Another tool I use is a structured sharing of information that allows the person another perspective. Through this slow and measured process, questioning is tailored to the core issues of the relationship dynamics. I might ask of one parent, “How does it feel to you when you hear that nothing you ever do is right?” It is in the expectation of a different result that the question become the path of opportunity for disengagement.


Many mediators are not comfortable with high emotion and seek to quell the throes and fits of parents laden with terror and fear. These are not the mediators that can effectively dealing with intractable couples. One must be unafraid to go to the center of the conflict with the parties while they are experiencing the high emotion. I think fearlessness is a necessary quality for approaching a conflict in a reactive system. Just as a psychotherapeutic mediator would never try to evaluate a multi-party anti-trust dispute in mediation, lawyers and former Judges are not trained, nor are they comfortable in these psychologically charged systems. This model of mediation would be more effective in a model of co-mediation with a mediator who has experience with this population of disputants.


Because the practitioner becomes part of the system when entering the circle of concern, the setting of boundaries is paramount. One strategy would be to move into the dance of conflict between the parties. Interrupt their unconscious, though well-rehearsed dance and ask questions that move them off their reactivity with each other and into reactivity with you. You can help them operate within the system in a way that can move them out of patterned response and into a slower interchange that can be more effectively managed by the practitioner.
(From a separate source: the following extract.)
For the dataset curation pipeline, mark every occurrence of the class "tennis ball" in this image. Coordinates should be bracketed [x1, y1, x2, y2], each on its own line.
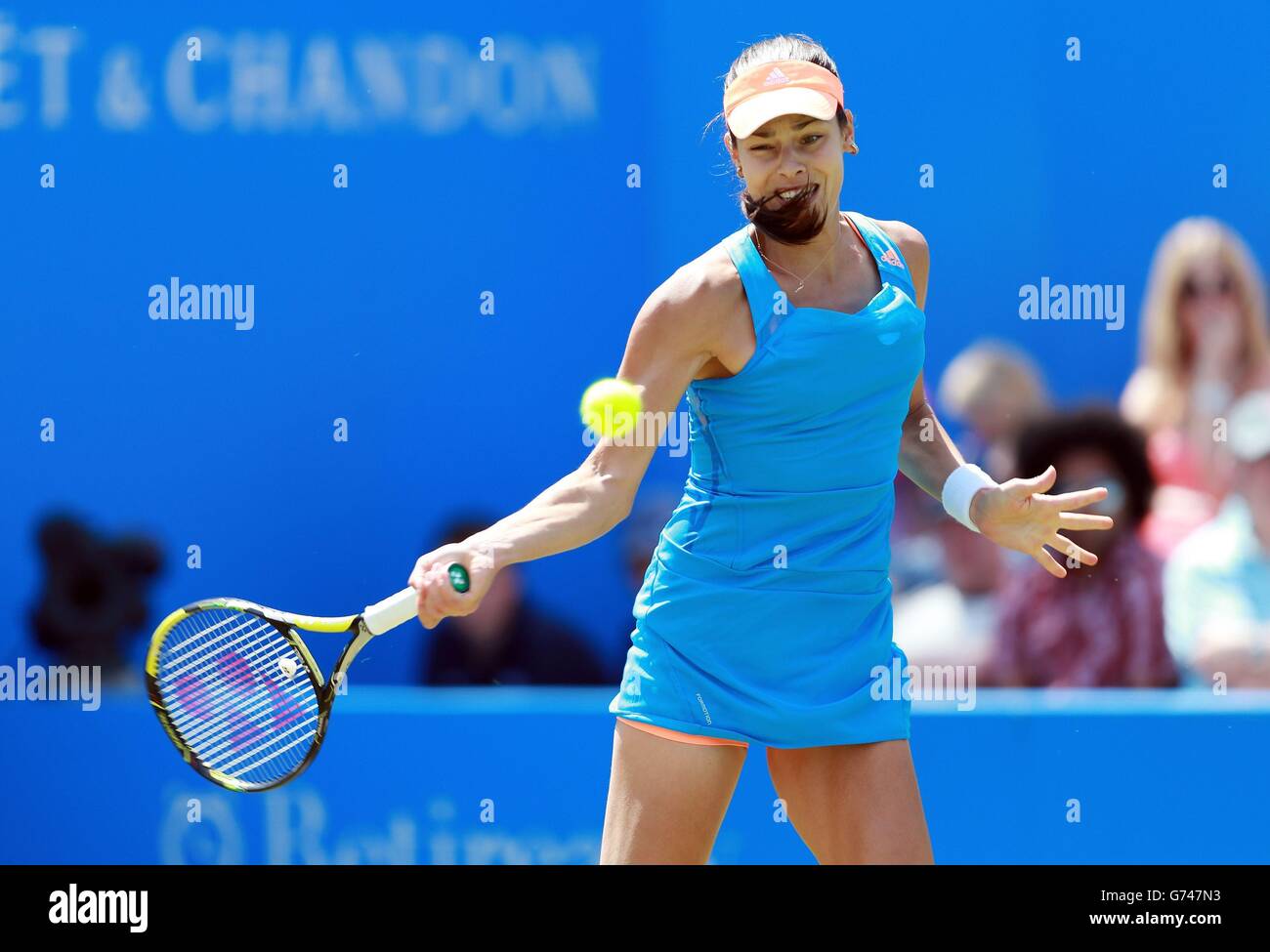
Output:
[581, 377, 642, 438]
These modalities are derived from experiential psychotherapy and from inventions akin to psychodrama and the work of Jacob Moreno.


It only takes consistent change in the behavior of one of the parties to change the system. The strategy would be to teach them endurance. Because parties are reactive and trapped in systemic dysfunction, they can be taught that the consistency of setting boundaries will provide a powerful barrier to re-victimization within that system of reactive behavior. Once you explain that they can expect daily setbacks and they need to be consistent when setting boundaries, they are better equipped to maintain a boundary that will serve to change the choreography of the conflicted dance of conflict. They are then able to endure the repeated triggers that begin the angry dance, and a result they are empowered and pro-active in making another choice.


The practitioner can provide more clarity into the interdependency of the parties and the ability to operate independently within the confines of the system. Another strategy is to give them an understanding of power dynamics. Often showing the less reactive party, that by making one different step in the dance of relational conflict and by reinforcing endurance, they discover that they can de-escalate the conflict within the system.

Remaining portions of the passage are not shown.